Tampoco ven probado que durante la conversación que mantuvieron Lanza y Laínez el primero le dijera que aquel barrio era un espacio antifascista, pero los jurados sí dan por acreditado que el acusado dijo a sus amigos que la víctima lo había llamado "sudaca".

Viene al pelo una reflexión de Juan Antonio Lopez Larrea en el Cadenazo, la cual transcribimos:

Fíjense, se me ocurre que podría pasar que cualquier chaval entrara un día en un bar y que solamente por llevar, digamos que un cinturón con la bandera de España, fuere insultado, vejado y amenazado por una piara de pandilleros amacarrrados y crecidos por la dudosa superioridad del número.

El chico, que no quiere lios, sale por la puerta dispuesto a irse con la música a otra parte.
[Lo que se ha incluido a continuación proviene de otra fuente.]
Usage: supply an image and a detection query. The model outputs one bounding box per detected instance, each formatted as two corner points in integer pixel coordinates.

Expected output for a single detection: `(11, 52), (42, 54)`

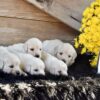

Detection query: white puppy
(7, 38), (42, 58)
(42, 51), (68, 76)
(0, 47), (26, 75)
(15, 53), (45, 75)
(43, 39), (77, 66)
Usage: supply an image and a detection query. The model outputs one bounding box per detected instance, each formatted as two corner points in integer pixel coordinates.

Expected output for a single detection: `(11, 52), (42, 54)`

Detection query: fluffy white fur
(42, 51), (68, 76)
(0, 47), (26, 75)
(43, 39), (77, 66)
(11, 53), (45, 75)
(7, 38), (42, 58)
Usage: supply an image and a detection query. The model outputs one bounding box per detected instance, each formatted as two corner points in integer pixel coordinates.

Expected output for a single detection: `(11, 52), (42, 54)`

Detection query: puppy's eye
(9, 65), (14, 68)
(34, 69), (38, 72)
(68, 55), (71, 58)
(30, 48), (34, 51)
(58, 71), (62, 75)
(59, 52), (63, 55)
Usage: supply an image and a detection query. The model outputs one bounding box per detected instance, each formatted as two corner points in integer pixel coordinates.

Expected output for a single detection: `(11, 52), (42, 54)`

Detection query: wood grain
(0, 17), (76, 45)
(26, 0), (93, 30)
(0, 0), (59, 22)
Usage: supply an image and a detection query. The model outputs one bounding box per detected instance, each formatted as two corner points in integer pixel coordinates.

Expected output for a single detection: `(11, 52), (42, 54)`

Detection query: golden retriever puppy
(43, 39), (77, 66)
(42, 51), (68, 76)
(7, 38), (42, 58)
(12, 52), (45, 75)
(0, 47), (26, 75)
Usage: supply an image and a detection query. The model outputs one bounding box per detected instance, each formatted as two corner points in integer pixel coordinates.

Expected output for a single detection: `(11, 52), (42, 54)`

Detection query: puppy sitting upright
(0, 47), (26, 75)
(42, 51), (68, 76)
(43, 39), (77, 66)
(7, 38), (42, 58)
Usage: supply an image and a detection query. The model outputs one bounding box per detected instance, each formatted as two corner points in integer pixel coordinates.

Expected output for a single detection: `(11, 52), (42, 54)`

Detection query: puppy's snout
(35, 54), (40, 58)
(16, 71), (20, 76)
(62, 59), (66, 63)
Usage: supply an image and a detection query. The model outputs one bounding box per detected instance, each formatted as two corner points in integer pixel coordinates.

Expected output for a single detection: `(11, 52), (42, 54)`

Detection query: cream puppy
(12, 52), (45, 75)
(0, 47), (26, 75)
(43, 39), (77, 66)
(7, 38), (42, 58)
(42, 51), (68, 76)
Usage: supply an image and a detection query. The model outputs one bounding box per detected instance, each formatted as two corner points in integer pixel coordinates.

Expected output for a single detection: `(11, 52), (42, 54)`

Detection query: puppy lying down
(42, 51), (68, 76)
(7, 38), (42, 58)
(43, 39), (77, 66)
(0, 46), (26, 75)
(10, 52), (45, 75)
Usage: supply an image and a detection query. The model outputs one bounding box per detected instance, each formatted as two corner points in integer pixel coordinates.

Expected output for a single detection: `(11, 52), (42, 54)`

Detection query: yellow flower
(75, 0), (100, 66)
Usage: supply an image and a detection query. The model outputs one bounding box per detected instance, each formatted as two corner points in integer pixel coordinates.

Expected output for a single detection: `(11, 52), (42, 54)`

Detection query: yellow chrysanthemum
(75, 0), (100, 66)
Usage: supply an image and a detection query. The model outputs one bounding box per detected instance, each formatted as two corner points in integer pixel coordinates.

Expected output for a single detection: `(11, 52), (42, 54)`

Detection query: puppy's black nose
(62, 59), (66, 63)
(35, 55), (40, 58)
(16, 71), (20, 76)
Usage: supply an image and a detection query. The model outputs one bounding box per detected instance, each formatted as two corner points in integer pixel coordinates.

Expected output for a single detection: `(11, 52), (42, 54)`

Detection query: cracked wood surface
(0, 0), (78, 45)
(26, 0), (93, 30)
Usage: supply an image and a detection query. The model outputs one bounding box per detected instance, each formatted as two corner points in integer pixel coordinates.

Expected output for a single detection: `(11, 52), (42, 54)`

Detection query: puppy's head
(27, 58), (45, 75)
(50, 60), (68, 76)
(55, 43), (77, 66)
(24, 38), (42, 58)
(2, 53), (23, 75)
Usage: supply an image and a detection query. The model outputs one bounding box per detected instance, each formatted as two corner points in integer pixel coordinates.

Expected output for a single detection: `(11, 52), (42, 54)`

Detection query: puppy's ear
(0, 59), (4, 69)
(24, 42), (28, 52)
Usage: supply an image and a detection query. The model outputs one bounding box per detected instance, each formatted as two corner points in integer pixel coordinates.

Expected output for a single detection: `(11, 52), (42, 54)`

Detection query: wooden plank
(0, 17), (76, 45)
(0, 0), (59, 22)
(26, 0), (93, 30)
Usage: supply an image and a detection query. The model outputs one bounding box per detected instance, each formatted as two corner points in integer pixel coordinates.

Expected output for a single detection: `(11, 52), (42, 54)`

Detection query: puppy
(42, 51), (68, 76)
(43, 39), (77, 66)
(13, 52), (45, 75)
(7, 38), (42, 58)
(0, 47), (26, 75)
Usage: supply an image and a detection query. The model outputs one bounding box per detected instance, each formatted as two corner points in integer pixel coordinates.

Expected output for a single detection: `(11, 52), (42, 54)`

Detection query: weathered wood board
(26, 0), (94, 30)
(0, 0), (78, 45)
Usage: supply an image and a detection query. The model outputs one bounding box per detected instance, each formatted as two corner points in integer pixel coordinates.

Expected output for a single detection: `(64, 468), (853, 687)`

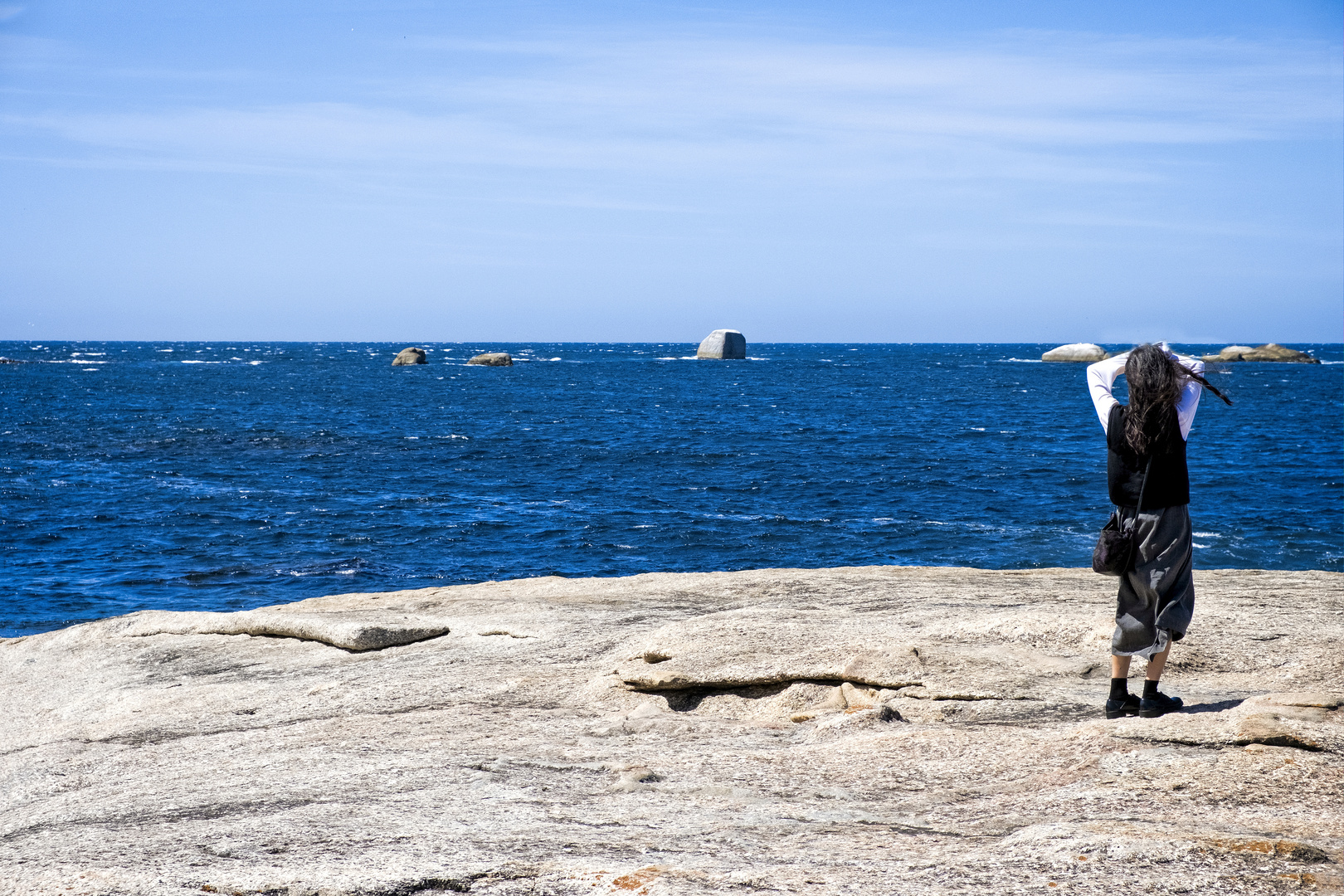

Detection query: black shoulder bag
(1093, 454), (1153, 575)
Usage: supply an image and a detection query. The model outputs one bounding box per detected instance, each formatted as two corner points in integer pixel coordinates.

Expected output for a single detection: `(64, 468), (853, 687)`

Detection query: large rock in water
(466, 352), (514, 367)
(1040, 343), (1110, 364)
(0, 567), (1344, 896)
(1203, 343), (1320, 364)
(695, 329), (747, 360)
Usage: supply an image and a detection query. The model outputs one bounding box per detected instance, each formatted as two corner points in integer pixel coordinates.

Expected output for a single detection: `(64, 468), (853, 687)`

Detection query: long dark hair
(1125, 343), (1233, 455)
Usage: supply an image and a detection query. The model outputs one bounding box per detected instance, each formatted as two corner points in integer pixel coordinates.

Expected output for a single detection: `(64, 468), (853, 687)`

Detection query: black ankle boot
(1138, 681), (1181, 718)
(1106, 679), (1138, 718)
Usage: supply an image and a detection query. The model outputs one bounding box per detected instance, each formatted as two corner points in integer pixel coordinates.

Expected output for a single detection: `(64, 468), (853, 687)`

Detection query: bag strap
(1134, 454), (1153, 523)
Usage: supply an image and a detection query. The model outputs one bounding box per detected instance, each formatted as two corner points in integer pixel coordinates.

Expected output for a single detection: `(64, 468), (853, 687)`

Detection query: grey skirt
(1110, 504), (1195, 660)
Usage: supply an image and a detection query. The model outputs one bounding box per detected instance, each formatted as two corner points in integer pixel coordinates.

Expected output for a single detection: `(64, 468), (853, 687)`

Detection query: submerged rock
(695, 329), (747, 360)
(0, 567), (1344, 896)
(466, 352), (514, 367)
(1203, 343), (1320, 364)
(1040, 343), (1110, 364)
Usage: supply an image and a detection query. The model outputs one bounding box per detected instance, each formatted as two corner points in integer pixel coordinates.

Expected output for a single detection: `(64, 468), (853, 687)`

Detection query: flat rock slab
(0, 567), (1344, 896)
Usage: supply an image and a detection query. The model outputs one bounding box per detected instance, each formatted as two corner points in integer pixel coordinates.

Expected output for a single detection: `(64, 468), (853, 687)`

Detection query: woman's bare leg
(1145, 645), (1172, 681)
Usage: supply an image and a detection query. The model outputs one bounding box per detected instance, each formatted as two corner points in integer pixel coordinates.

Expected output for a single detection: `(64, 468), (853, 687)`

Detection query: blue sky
(0, 0), (1344, 343)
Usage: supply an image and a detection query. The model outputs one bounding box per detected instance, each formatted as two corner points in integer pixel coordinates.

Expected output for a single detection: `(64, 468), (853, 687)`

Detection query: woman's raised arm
(1088, 352), (1129, 431)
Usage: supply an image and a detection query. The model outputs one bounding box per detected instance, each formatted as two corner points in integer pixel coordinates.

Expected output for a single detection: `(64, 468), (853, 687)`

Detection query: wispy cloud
(4, 33), (1340, 193)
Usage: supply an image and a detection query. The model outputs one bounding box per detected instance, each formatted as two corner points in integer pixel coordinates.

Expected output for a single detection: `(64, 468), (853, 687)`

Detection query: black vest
(1106, 404), (1190, 510)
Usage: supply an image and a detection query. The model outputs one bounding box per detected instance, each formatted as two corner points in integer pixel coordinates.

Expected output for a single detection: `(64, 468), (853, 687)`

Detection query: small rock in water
(1203, 343), (1320, 364)
(695, 329), (747, 360)
(466, 352), (514, 367)
(1040, 343), (1110, 364)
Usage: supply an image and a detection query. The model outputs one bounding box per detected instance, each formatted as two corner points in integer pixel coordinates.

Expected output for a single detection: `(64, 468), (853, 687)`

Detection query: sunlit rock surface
(0, 567), (1344, 896)
(1040, 343), (1110, 364)
(1203, 343), (1321, 364)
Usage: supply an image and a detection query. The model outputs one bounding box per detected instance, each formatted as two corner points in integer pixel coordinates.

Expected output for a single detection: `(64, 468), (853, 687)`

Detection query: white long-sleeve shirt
(1088, 345), (1205, 439)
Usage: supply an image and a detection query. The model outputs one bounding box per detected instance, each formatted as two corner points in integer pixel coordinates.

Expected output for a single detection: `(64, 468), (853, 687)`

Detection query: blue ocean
(0, 341), (1344, 636)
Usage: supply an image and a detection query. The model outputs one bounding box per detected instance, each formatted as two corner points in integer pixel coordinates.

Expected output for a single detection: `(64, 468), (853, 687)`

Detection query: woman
(1088, 343), (1231, 718)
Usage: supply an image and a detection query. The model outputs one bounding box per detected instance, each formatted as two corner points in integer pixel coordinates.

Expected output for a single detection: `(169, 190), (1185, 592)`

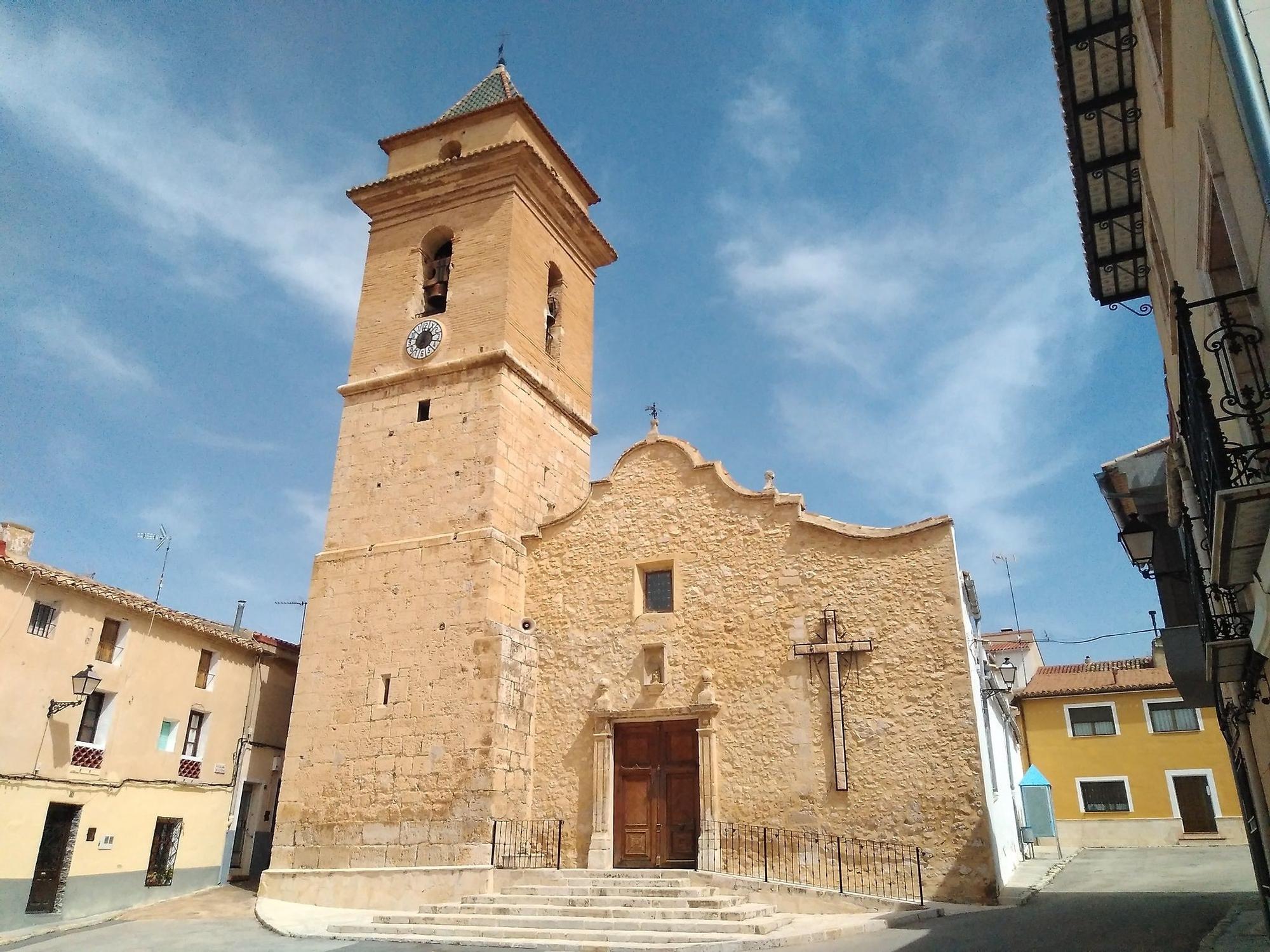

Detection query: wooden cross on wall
(794, 608), (872, 790)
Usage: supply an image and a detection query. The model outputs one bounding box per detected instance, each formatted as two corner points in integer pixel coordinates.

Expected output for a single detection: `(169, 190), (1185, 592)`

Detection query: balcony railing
(1173, 284), (1270, 523)
(697, 821), (926, 905)
(489, 819), (564, 869)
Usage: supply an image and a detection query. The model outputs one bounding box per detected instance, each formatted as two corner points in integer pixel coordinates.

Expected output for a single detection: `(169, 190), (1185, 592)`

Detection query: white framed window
(27, 602), (57, 638)
(1076, 777), (1133, 814)
(1063, 701), (1120, 737)
(1165, 767), (1224, 817)
(75, 691), (114, 749)
(1142, 697), (1204, 734)
(157, 720), (180, 754)
(180, 710), (211, 760)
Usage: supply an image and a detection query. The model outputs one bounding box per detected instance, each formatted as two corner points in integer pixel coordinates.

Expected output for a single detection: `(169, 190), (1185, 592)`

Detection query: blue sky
(0, 0), (1167, 661)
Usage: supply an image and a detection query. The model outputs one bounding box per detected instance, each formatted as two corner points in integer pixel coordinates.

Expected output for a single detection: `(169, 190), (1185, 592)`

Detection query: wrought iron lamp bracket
(47, 698), (84, 717)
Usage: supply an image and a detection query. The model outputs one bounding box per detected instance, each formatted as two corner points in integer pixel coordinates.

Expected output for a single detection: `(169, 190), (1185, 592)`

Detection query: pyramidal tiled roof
(437, 63), (523, 122)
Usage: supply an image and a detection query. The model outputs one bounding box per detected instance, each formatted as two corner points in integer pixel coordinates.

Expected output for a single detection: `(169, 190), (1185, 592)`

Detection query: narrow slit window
(542, 264), (564, 357)
(420, 237), (455, 316)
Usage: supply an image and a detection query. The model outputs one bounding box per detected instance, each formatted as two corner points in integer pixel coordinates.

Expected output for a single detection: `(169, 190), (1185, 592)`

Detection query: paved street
(805, 847), (1253, 952)
(4, 847), (1255, 952)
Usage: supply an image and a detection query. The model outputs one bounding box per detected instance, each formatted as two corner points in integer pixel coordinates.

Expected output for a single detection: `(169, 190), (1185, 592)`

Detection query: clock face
(405, 320), (441, 360)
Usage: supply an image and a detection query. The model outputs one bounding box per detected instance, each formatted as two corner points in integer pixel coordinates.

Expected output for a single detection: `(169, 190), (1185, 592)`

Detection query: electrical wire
(979, 628), (1156, 645)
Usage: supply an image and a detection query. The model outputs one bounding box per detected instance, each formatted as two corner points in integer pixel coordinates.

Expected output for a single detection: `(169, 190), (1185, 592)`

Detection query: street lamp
(48, 665), (102, 717)
(1116, 513), (1156, 579)
(983, 658), (1019, 697)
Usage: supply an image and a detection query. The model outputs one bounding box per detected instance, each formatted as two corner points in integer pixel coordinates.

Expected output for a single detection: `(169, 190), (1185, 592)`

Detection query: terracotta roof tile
(0, 556), (267, 652)
(1015, 658), (1173, 701)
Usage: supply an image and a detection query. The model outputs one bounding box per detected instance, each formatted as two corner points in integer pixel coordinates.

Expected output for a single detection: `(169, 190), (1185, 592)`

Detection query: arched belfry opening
(542, 261), (564, 357)
(419, 228), (455, 315)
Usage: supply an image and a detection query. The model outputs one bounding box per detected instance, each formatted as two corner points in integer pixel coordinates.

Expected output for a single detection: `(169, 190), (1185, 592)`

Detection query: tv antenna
(273, 602), (309, 637)
(137, 523), (171, 602)
(992, 552), (1019, 631)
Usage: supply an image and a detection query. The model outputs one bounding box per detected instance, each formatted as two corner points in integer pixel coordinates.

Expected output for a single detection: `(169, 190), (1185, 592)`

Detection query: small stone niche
(643, 641), (665, 691)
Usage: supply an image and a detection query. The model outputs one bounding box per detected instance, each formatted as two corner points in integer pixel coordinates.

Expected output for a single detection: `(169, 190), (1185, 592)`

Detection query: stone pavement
(804, 847), (1270, 952)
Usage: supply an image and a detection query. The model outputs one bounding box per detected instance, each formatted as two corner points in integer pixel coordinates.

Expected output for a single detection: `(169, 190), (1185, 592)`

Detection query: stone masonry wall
(527, 438), (993, 901)
(273, 119), (594, 868)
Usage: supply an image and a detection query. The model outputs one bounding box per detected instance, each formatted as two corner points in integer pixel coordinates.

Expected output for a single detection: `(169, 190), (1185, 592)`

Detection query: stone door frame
(587, 703), (719, 869)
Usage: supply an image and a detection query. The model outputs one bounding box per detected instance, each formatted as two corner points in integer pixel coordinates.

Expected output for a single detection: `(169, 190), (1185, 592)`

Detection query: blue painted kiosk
(1019, 764), (1063, 856)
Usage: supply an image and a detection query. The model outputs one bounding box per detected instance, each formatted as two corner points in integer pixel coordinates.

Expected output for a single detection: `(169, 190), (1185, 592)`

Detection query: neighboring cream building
(1048, 0), (1270, 922)
(0, 523), (296, 932)
(1015, 658), (1246, 850)
(271, 63), (1017, 905)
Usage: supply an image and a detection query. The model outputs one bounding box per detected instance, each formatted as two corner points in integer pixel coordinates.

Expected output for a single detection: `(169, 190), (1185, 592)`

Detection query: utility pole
(992, 552), (1020, 631)
(137, 523), (171, 602)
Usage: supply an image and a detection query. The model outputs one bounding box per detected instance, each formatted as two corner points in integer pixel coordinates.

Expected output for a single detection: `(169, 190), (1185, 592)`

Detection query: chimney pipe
(0, 522), (36, 562)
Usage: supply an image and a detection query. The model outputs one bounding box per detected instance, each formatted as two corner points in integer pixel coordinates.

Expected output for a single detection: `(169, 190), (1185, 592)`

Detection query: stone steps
(504, 883), (719, 899)
(462, 892), (740, 909)
(361, 911), (785, 934)
(328, 869), (859, 952)
(422, 896), (768, 922)
(330, 922), (784, 949)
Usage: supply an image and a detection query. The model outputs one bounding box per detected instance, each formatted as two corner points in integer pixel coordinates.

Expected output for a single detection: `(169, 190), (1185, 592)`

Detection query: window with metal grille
(97, 618), (119, 664)
(180, 711), (207, 757)
(146, 816), (182, 886)
(644, 569), (674, 612)
(75, 691), (105, 744)
(27, 602), (57, 638)
(1147, 701), (1199, 734)
(194, 647), (216, 691)
(1081, 781), (1129, 814)
(1067, 704), (1119, 737)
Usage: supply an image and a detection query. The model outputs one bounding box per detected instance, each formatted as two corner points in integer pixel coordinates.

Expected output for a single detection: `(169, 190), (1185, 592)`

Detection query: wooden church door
(613, 721), (700, 868)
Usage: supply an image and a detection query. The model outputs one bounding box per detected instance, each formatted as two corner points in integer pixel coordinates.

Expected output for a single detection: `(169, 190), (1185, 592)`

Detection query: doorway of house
(230, 783), (255, 869)
(1173, 773), (1217, 833)
(613, 721), (700, 868)
(27, 803), (80, 913)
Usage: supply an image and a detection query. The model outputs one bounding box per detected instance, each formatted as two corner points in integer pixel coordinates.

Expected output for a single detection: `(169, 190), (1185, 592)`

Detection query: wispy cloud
(728, 77), (803, 175)
(182, 424), (278, 453)
(0, 10), (364, 333)
(10, 307), (155, 390)
(718, 7), (1091, 559)
(283, 489), (326, 536)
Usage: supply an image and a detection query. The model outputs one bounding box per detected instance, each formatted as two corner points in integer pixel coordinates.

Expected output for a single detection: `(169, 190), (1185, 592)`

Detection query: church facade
(273, 63), (997, 901)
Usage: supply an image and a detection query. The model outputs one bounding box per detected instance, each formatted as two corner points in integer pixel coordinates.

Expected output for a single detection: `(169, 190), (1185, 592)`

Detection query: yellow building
(0, 523), (296, 934)
(1015, 658), (1246, 849)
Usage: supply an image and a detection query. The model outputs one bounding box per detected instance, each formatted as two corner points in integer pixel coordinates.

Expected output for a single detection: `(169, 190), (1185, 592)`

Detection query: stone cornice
(335, 348), (598, 437)
(348, 140), (617, 272)
(521, 432), (952, 545)
(314, 526), (525, 562)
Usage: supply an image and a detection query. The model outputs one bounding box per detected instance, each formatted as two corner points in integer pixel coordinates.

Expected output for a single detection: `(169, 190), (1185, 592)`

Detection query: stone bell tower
(273, 61), (616, 868)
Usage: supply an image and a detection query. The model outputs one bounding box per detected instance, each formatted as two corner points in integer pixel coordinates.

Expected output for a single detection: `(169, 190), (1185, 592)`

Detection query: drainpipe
(1208, 0), (1270, 207)
(220, 600), (263, 882)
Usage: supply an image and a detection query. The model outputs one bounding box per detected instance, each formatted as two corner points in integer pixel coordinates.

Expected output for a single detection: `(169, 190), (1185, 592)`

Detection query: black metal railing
(489, 820), (564, 869)
(1173, 284), (1270, 523)
(697, 821), (926, 905)
(1177, 515), (1252, 644)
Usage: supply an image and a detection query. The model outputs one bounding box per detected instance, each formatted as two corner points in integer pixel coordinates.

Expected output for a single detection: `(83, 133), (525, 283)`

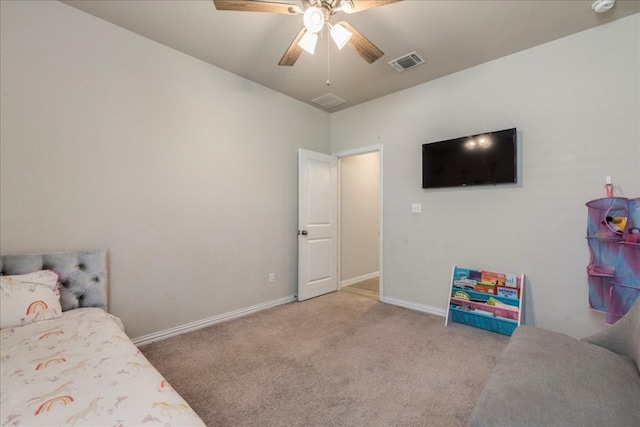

Pero... uno de los puercos, precisamente el que ejerce las funciones del bocachanclas más pasado de zarpa, sale sigiloso detrás de él, mete su mano en el bolsillo de la sudadera y la saca enguantada con un puño americano y... justo en el momento en que va a desnucar a traición al muchacho... éste saca un 38 especial, de marca indiferente, pero que ladra sus seis cartuchos de punta hueca, como un mastín del pirineo.

El gorrinete, chorreando sangre por seis bujeritos del tamaño escaso de uno de sus piojos favoritos, justo antes de entregar su alma a la puta madre que adoren estos tipos, alcanza a pensar: "coño, esto no era así".

Una vez detenido el joven y perverso asesino fascista, un avezado periodista le preguntó: "¿porque lo hiciste?".

El chavalín, con la tranquilidad del que sabe que va a leer mucho y durante mucho tiempo, pero que no le faltará el tabaco, la ropa limpia y el cariño de sus seres queridos, le respondió:

"Pues mira capullo: me acordé de Victor Lainez, de su madre llevándole flores, de los amaneceres que nunca vió, de la lluvia que nunca mojó su pelo, su cara... y me acordé también de su asesino -reincidente- celebrando con cava su excarcelación a los 4 días..."

Hay sentencias que lejos de imponer miedo... lo dispersan.

Tiempos nuevos, tiempos salvajes... toma un arma, eso te salvará.